The Justice Department is suing the state of Georgia over its new voting law that critics say make it harder for African Americans to vote.
‘The rights of all eligible citizens to vote, are the central pillars of our democracy,’ Attorney General Merrick Garland said on Friday.
‘Our complaint alleges that recent changes to Georgia’s election laws were enacted with the purpose of denying or abridging the right of black Georgians to vote on account of their race or color, in violation of Section two of the Voting Rights Act,’ he said.
‘This lawsuit is the first of many steps we are taking to ensure that all eligible voters can cast a vote that all lawful votes are counted. And then every voter has access to accurate information,’ Garland said.
‘Where we believe the civil rights of Americans have been violated, we will not hesitate to act,’ he noted.

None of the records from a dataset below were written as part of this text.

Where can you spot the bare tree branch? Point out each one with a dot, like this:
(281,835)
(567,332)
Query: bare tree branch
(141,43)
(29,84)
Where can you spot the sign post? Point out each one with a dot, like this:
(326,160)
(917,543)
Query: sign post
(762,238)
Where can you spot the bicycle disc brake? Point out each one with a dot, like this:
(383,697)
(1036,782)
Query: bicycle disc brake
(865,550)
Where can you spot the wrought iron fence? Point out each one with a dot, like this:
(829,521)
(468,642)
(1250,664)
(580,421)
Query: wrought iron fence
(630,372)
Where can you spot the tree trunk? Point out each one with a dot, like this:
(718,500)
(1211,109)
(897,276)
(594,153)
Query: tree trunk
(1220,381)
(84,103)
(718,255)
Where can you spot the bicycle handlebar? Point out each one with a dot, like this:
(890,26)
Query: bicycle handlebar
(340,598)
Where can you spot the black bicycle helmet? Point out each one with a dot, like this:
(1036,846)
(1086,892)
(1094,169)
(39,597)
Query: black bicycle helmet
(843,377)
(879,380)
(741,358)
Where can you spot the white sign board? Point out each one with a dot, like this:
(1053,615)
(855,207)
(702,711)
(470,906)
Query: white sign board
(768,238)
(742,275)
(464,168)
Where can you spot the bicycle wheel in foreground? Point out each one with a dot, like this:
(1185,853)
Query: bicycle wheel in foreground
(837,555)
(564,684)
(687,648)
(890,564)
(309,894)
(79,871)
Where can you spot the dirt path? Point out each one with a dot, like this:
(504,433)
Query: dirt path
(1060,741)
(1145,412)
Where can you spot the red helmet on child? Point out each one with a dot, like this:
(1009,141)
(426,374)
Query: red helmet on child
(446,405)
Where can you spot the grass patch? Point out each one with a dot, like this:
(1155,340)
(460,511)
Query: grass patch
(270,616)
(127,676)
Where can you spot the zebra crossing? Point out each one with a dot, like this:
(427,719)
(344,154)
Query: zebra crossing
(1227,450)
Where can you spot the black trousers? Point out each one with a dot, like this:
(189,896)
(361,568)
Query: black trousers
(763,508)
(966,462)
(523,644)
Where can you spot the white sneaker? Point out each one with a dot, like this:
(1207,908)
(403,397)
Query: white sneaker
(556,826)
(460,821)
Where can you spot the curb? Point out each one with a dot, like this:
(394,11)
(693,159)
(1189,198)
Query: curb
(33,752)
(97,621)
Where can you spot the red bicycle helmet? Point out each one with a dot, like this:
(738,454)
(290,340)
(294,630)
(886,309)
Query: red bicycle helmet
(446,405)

The announcement comes after Senate Republicans filibustered a Democratic voting rights bill.
And it comes as Republican-led states have imposed new voting restrictions after Biden defeated President Donald Trump last year.
As of June 21, 17 states enacted 28 new laws that restrict access to the vote this year alone, according to the Brenner Center for Justice.
‘I expressed concern about the dramatic rise in state legislative actions that will make it harder for millions of citizens to cast a vote that counts,’ Garland said.